North Carolina emergency management officials have launched a new initiative for the state’s coastal counties as hurricane season gets underway — predetermined evacuation zones based on the most vulnerable areas.
North Carolina Public Safety Secretary Erik Hooks and Emergency Management Director Mike Sprayberry said the state worked with 20 coastal counties, including Dare, Hyde and Currituck, to create evacuation zones to help keep residents safe and allow for “simple and orderly evacuations.”
“The goal of Know Your Zone is to educate coastal residents and visitors about their evacuation zones so that everyone knows the zone they live in and knows to look and listen for that zone when evacuations are ordered,” Hooks said. “Knowing your zone and when to evacuate can save lives.”
Development of the zones by county officials began with storm surge modeling from North Carolina’s Hurricane Evacuation Study. County officials were able to use the study maps to determine potential for inundation, and combine that with population data, as well as previous local experience with coastal evacuations to draft the evacuation zones needed for their county.
Some counties only need one zone where others have up to five zones in order to evacuate as efficiently as possible without over evacuating. Dare County has two zones — Hatteras Island is Zone A and the rest of the county is Zone B. Hyde and Currituck counties each have three zones.
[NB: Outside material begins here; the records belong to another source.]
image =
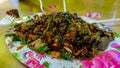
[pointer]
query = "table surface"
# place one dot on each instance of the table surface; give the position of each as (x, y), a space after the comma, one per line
(107, 8)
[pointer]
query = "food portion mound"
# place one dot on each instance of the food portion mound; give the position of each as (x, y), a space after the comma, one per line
(64, 35)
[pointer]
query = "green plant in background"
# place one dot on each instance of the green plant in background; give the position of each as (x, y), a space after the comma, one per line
(16, 55)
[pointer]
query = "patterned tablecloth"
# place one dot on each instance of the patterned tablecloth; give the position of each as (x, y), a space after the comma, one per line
(102, 9)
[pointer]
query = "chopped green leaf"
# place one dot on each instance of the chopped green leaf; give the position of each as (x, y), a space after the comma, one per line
(66, 56)
(46, 64)
(116, 35)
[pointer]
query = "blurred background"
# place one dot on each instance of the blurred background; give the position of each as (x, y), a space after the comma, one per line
(106, 8)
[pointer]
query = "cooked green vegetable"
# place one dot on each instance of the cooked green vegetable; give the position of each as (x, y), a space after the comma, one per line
(46, 64)
(64, 35)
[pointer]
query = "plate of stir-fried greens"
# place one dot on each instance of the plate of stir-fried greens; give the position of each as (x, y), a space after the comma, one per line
(59, 40)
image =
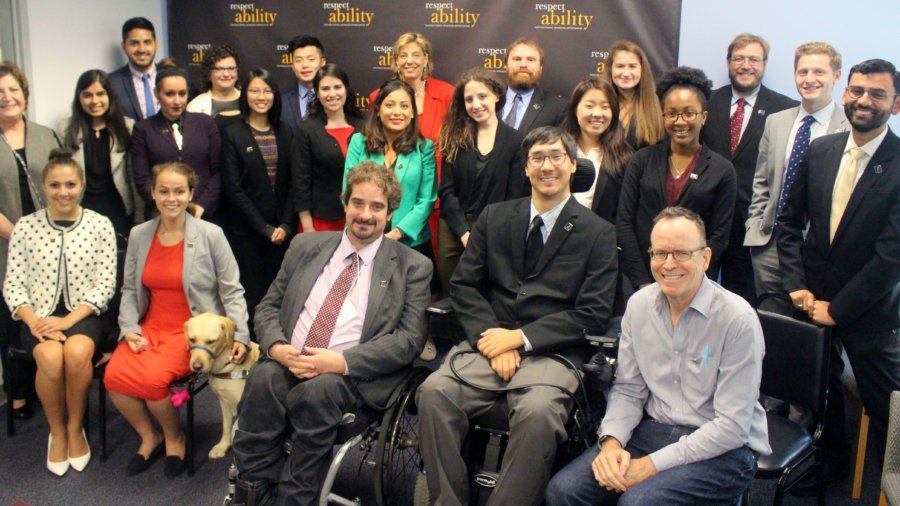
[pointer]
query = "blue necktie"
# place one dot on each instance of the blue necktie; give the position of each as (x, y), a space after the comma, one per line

Some inland counties that are not as susceptible to storm surge developed evacuation zones based on river flooding.
In the past, some evacuation orders have included descriptions based on local geography and elevations. Examples include:
- All unincorporated areas of a county
- Low lying areas in a town or county
- All areas within a certain distance of a particular river or streams
“Most visitors and some residents will not know if they are in a low-lying area, or how far they are from a river or stream,” Sprayberry said. “Having predetermined zones simplifies the evacuation process for local officials, residents and visitors.”
There is an online address lookup tool at KnowYourZone.nc.gov for residents in coastal counties to find their zone. The website also contains, county-by-county zone maps, educational materials, frequently asked questions and the North Carolina Hurricane Guide. The hurricane guide, which is available in both print and digital form, provides information for storm preparedness, response and recovery, and has been published in English and Spanish.
The Know Your Zone website is also available in Spanish at Conozca Su Zona.
The ReadyNC website continues to be the source for disaster preparedness information for North Carolina residents, with instructions on creating a family emergency plan and assembling an emergency kit. It also features live information on power outages and open shelters. ReadyNC.org is mobile friendly for phones, tablets and desktop computers and is available in English and Spanish. The ReadyNC app was retired after the 2019 hurricane season and is no longer available.